Okay. People change. I wrote this two years ago:

The blog has become the preferred media for people crippled with this exceedingly popular form of egomania: self-exposure. Their satisfaction is in knowing they are interesting and important, because to the person reading their diary, they are. Sometimes they write in private blogs available only to friends and quasi-friends. Often, though, they write to a world of Gwendolyns [some nosey person] that take interest in the boring, or else hyperbolized exploits of strangers. Some of these Gwendolyns, of course, are really named Bob and are 52 years old. It is okay if bloggers pour their hearts out to Bob. They mustn’t, though, pour out mine. Even as it relates to the blogger, Bob does not need to know with whom I am fighting, with whom I had a date, or with whom I am friendly. And, as one should not write of these things explicitly, one should not write of these things vaguely either. After all, the veiled mention of “a certain somebody” is particularly sheer among friends.

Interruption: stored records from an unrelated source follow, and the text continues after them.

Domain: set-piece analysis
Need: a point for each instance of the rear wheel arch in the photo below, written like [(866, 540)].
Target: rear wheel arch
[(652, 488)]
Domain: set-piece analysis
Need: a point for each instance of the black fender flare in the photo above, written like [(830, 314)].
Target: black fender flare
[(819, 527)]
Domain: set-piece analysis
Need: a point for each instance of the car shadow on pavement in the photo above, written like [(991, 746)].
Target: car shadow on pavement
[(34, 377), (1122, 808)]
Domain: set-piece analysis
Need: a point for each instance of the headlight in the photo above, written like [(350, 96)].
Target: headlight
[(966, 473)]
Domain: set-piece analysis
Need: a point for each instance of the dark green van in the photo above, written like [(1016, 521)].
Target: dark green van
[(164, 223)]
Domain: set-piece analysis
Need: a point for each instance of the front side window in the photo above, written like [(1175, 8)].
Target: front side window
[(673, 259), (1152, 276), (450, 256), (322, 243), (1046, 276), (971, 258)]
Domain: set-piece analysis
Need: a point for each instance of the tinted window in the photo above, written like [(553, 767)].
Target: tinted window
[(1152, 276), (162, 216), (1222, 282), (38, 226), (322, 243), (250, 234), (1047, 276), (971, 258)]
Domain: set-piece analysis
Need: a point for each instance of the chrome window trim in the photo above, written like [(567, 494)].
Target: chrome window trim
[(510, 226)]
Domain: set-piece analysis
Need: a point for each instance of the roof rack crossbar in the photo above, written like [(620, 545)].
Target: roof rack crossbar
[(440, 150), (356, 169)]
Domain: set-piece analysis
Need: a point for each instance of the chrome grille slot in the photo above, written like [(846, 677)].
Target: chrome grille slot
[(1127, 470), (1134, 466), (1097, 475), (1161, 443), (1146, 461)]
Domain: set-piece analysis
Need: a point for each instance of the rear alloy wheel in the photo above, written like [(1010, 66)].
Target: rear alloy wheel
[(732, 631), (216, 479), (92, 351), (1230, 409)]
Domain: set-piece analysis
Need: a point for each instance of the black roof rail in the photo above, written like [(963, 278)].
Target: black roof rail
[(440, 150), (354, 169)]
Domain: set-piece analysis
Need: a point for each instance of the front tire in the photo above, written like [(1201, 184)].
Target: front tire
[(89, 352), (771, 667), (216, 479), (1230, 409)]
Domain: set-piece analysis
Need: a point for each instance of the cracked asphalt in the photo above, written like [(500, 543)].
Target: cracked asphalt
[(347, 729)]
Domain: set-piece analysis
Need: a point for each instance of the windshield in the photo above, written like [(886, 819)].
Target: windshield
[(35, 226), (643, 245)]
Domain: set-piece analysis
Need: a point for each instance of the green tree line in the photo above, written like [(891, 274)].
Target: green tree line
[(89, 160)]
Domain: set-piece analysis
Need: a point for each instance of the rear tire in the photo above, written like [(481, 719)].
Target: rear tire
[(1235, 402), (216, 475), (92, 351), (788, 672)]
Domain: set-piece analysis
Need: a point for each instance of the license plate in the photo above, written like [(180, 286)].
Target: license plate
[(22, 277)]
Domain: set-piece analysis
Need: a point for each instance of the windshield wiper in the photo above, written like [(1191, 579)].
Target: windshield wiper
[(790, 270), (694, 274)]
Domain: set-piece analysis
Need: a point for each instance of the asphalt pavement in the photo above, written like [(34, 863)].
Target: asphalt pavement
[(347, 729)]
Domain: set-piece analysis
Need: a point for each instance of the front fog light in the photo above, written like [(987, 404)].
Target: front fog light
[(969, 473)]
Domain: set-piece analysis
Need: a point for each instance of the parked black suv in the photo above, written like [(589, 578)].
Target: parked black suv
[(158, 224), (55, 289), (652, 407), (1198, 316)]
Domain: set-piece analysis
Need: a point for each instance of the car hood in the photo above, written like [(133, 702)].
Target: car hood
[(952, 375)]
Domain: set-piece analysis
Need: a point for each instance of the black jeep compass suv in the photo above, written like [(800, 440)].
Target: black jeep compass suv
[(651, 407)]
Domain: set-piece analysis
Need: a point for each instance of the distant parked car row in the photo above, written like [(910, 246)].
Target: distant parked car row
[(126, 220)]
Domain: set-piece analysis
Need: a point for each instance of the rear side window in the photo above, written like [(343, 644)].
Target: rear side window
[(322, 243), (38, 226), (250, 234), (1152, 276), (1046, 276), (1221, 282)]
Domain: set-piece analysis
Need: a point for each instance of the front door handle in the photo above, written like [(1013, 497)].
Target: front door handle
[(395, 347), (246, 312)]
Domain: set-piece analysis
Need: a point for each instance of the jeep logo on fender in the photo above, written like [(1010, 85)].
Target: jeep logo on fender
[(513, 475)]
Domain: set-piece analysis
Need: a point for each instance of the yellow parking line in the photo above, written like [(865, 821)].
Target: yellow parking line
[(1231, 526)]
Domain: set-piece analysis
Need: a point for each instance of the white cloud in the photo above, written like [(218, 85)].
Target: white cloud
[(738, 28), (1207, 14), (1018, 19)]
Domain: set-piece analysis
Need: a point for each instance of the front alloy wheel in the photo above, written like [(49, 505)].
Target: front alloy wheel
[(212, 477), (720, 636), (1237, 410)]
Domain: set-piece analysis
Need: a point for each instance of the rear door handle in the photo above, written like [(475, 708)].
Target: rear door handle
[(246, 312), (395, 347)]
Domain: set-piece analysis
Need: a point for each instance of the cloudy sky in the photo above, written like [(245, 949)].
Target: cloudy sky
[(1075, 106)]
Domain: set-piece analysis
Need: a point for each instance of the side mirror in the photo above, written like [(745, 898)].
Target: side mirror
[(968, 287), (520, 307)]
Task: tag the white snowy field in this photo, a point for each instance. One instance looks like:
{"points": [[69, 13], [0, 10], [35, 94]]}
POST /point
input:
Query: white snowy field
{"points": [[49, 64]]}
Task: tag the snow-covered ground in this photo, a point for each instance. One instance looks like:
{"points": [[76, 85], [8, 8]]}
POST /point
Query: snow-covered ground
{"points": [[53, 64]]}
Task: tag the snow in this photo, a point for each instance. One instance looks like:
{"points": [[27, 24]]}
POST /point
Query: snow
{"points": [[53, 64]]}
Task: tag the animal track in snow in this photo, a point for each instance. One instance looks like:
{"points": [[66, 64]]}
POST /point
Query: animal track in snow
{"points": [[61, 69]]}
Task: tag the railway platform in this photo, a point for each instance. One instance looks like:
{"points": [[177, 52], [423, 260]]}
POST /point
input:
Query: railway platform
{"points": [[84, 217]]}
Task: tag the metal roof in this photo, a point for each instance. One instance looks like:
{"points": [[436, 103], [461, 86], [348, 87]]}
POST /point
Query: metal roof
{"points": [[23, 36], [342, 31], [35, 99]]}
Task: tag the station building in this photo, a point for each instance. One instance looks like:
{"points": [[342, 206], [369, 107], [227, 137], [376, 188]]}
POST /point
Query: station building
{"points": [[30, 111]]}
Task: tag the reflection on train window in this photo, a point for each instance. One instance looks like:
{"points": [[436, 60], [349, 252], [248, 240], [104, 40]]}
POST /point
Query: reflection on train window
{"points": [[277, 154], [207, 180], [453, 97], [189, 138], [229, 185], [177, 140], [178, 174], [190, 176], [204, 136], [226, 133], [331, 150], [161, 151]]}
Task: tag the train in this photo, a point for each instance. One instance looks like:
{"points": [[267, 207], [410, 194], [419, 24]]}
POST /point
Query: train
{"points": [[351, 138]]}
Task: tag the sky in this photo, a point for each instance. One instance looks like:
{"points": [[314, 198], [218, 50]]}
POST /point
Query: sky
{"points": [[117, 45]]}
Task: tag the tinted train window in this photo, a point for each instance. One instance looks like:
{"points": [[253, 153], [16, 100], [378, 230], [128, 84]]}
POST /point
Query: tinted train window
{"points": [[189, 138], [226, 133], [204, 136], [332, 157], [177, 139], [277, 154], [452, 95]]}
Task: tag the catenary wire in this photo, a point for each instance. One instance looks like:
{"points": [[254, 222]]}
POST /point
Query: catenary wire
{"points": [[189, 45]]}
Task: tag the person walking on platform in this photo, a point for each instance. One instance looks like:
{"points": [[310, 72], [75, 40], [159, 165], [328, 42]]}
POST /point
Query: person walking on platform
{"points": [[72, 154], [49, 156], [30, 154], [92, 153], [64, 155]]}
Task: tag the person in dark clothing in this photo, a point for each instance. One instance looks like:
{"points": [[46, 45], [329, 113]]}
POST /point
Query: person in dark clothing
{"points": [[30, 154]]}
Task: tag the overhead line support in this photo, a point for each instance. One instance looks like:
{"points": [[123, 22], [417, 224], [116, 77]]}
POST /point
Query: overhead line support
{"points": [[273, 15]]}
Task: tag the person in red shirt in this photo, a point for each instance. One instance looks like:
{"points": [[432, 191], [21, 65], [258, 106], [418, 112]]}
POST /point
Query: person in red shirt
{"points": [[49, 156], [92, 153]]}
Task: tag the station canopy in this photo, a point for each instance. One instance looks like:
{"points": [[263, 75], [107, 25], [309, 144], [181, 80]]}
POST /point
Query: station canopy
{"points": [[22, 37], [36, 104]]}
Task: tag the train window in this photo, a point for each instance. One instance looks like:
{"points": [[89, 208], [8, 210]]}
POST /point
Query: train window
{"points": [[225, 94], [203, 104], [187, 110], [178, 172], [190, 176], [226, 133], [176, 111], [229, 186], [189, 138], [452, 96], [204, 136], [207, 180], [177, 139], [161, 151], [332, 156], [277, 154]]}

As I write this, I am playing to that closeted whim within me that I might tell people what I think and that they would care. Really, it is normal (as I am very normal and by extension, so are my actions). One must use a barometer, however, in determining what to include in a public or private blog entry. He or she must ask: is this something that harms me, harms others, or might be of harm in the future? So long as one is comfortable expressing a facet of their emotional self that doesn’t portray others negatively, and that doesn’t seem especially damaging to one’s future, then he is entitled to publish his life’s story for all I care. Good luck to him in finding material, and may its reception be warm.

And, in case 52-year-old Bob is watching, bloggers need not divulge addresses or telephone numbers.

And now here I am, starting a blog. Here goes nothing.